But this is where I stop myself - one breakout meal a week, the rest 'mostly good'. I do feel better for it, and am quite proud of myself.


But, of course, every now and then one does indeed fall completely off the wagon. This was the case for me last week when I was on a week's holiday, and had a few days away with Glenn and my Cherub. Healthy eating? Screw that. No wine? Screw that even further. I was living it up with bakery treats each day, wine at night, roast meat/sausages on the barby for dinner, gravy, DESSERT - you name it, if I could find it, I ate it. And I didn't give a rat's razoo what it was.
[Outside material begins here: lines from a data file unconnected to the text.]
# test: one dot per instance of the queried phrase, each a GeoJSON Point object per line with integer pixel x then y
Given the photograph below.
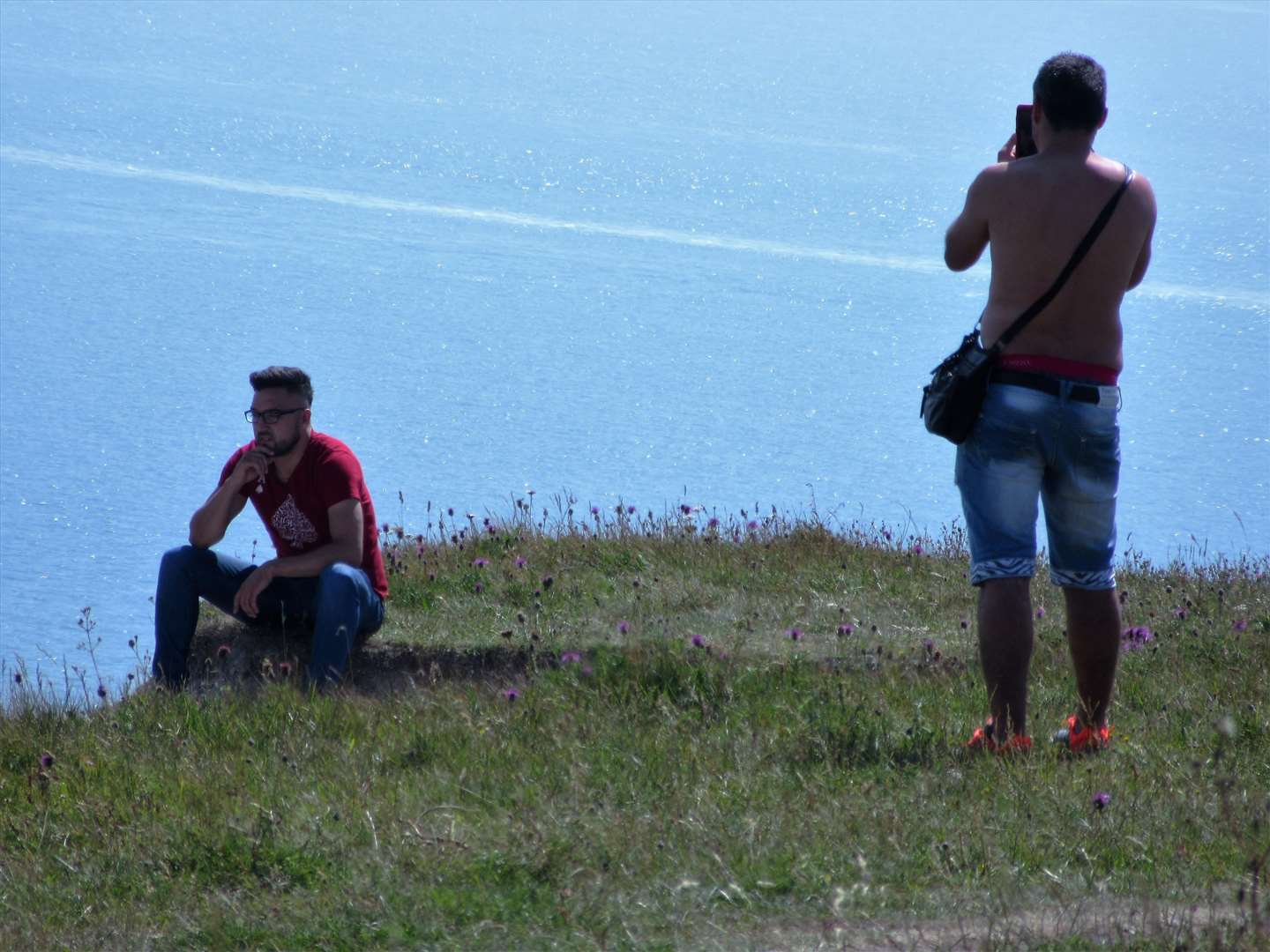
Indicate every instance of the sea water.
{"type": "Point", "coordinates": [653, 253]}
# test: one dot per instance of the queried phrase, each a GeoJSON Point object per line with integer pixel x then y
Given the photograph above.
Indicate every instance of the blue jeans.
{"type": "Point", "coordinates": [1027, 446]}
{"type": "Point", "coordinates": [340, 606]}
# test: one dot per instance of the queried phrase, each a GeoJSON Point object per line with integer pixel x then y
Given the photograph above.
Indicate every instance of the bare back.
{"type": "Point", "coordinates": [1036, 211]}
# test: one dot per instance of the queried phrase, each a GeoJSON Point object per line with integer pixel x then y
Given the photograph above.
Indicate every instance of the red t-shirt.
{"type": "Point", "coordinates": [295, 512]}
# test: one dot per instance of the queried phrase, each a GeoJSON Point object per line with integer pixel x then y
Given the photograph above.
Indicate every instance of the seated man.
{"type": "Point", "coordinates": [1048, 429]}
{"type": "Point", "coordinates": [309, 492]}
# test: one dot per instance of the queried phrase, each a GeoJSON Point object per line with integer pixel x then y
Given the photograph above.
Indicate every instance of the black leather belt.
{"type": "Point", "coordinates": [1082, 392]}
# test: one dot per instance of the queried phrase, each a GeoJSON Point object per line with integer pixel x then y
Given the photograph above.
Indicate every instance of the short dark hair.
{"type": "Point", "coordinates": [290, 378]}
{"type": "Point", "coordinates": [1072, 92]}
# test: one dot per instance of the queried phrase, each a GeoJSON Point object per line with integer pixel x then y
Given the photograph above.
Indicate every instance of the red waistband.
{"type": "Point", "coordinates": [1059, 367]}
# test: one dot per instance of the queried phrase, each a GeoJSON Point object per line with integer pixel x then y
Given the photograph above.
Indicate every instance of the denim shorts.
{"type": "Point", "coordinates": [1029, 444]}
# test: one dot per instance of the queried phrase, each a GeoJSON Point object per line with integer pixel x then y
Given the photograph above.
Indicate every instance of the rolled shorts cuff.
{"type": "Point", "coordinates": [990, 569]}
{"type": "Point", "coordinates": [1097, 580]}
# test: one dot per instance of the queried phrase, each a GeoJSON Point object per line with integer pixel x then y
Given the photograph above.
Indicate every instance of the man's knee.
{"type": "Point", "coordinates": [338, 577]}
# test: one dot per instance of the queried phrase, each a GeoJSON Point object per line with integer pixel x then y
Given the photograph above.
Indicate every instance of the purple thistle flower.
{"type": "Point", "coordinates": [1136, 636]}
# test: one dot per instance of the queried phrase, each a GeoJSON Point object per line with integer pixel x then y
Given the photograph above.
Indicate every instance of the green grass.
{"type": "Point", "coordinates": [755, 792]}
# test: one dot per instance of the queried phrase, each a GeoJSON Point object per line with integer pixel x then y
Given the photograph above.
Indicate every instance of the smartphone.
{"type": "Point", "coordinates": [1024, 143]}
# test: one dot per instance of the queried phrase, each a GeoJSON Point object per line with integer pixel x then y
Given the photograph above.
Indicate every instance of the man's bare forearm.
{"type": "Point", "coordinates": [208, 524]}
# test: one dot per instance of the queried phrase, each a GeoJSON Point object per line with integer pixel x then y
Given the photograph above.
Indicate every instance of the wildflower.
{"type": "Point", "coordinates": [1136, 637]}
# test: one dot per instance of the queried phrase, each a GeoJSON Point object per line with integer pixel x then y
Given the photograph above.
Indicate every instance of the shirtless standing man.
{"type": "Point", "coordinates": [1050, 421]}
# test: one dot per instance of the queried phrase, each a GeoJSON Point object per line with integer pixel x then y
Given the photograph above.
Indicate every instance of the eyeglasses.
{"type": "Point", "coordinates": [270, 417]}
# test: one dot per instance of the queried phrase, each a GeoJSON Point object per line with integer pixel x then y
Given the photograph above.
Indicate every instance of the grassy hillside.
{"type": "Point", "coordinates": [625, 732]}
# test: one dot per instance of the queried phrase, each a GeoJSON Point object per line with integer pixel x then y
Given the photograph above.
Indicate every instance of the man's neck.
{"type": "Point", "coordinates": [1068, 145]}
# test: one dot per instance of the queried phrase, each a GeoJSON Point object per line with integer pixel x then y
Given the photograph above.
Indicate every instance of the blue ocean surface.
{"type": "Point", "coordinates": [661, 253]}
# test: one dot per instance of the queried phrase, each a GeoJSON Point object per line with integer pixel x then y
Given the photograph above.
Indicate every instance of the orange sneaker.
{"type": "Point", "coordinates": [1084, 739]}
{"type": "Point", "coordinates": [982, 739]}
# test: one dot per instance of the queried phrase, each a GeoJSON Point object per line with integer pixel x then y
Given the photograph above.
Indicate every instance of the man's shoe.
{"type": "Point", "coordinates": [982, 739]}
{"type": "Point", "coordinates": [1082, 739]}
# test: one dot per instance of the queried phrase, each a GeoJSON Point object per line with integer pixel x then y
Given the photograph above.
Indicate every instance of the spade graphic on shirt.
{"type": "Point", "coordinates": [294, 525]}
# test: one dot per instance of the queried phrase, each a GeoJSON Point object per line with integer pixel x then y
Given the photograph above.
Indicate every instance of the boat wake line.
{"type": "Point", "coordinates": [724, 242]}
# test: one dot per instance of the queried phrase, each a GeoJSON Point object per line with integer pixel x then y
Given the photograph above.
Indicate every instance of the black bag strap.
{"type": "Point", "coordinates": [1077, 257]}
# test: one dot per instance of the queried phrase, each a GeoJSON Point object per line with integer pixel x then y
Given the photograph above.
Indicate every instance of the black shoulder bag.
{"type": "Point", "coordinates": [952, 398]}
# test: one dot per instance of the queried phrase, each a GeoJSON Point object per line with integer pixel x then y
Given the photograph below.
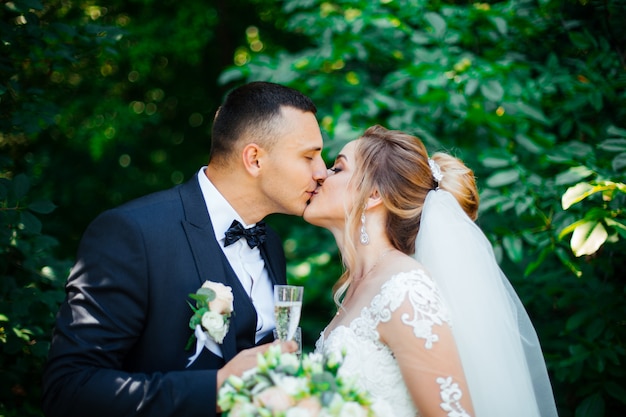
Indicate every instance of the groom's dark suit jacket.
{"type": "Point", "coordinates": [118, 348]}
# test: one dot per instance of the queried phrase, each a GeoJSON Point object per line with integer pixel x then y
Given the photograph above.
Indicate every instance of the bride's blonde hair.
{"type": "Point", "coordinates": [395, 164]}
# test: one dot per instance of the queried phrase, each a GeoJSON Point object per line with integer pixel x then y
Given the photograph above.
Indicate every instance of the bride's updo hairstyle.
{"type": "Point", "coordinates": [395, 165]}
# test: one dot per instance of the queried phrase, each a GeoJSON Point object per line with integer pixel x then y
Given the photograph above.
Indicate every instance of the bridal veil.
{"type": "Point", "coordinates": [498, 345]}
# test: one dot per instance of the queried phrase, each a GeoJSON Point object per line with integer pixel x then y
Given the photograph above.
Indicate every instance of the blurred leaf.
{"type": "Point", "coordinates": [513, 247]}
{"type": "Point", "coordinates": [573, 174]}
{"type": "Point", "coordinates": [613, 145]}
{"type": "Point", "coordinates": [619, 162]}
{"type": "Point", "coordinates": [42, 206]}
{"type": "Point", "coordinates": [587, 238]}
{"type": "Point", "coordinates": [502, 178]}
{"type": "Point", "coordinates": [492, 90]}
{"type": "Point", "coordinates": [578, 193]}
{"type": "Point", "coordinates": [30, 223]}
{"type": "Point", "coordinates": [21, 185]}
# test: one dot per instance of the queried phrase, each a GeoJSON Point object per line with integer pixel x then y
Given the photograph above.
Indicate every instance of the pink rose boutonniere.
{"type": "Point", "coordinates": [211, 314]}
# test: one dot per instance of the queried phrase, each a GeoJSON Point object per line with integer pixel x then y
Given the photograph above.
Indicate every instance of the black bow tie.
{"type": "Point", "coordinates": [254, 235]}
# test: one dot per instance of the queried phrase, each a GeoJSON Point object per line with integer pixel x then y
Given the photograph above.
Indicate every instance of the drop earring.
{"type": "Point", "coordinates": [364, 238]}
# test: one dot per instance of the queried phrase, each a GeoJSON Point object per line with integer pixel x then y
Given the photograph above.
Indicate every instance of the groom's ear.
{"type": "Point", "coordinates": [374, 200]}
{"type": "Point", "coordinates": [252, 155]}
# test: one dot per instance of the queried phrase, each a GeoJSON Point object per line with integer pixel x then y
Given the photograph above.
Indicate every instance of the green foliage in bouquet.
{"type": "Point", "coordinates": [282, 385]}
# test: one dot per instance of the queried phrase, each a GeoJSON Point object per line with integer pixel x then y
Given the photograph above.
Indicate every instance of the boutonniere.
{"type": "Point", "coordinates": [211, 314]}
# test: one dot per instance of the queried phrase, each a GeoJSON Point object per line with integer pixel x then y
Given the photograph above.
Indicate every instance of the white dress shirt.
{"type": "Point", "coordinates": [247, 263]}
And that's where that bitch Brit comes back into the story. Because when I first fell off the wagon while I was away, and was tucking into the pre-dinner nibblies of crackers and dips, that little cow came walking into the kitchen and stood by my table wriggling her arse and singing "Whoops I Did It Agehhhn". What a bitch. Not even letting me enjoy my time away from the day to day boring life (and food) that is my reality. Not even letting me just relax a little. She had to be there, rubbing it in, making me feel like I'd messed up yet "agehhhhn".


Thankfully, Joe Dolce followed close behind her, gave her a slap and said "Ah Shaddup Your Face!".


Hooray for Joe, that's all I can say.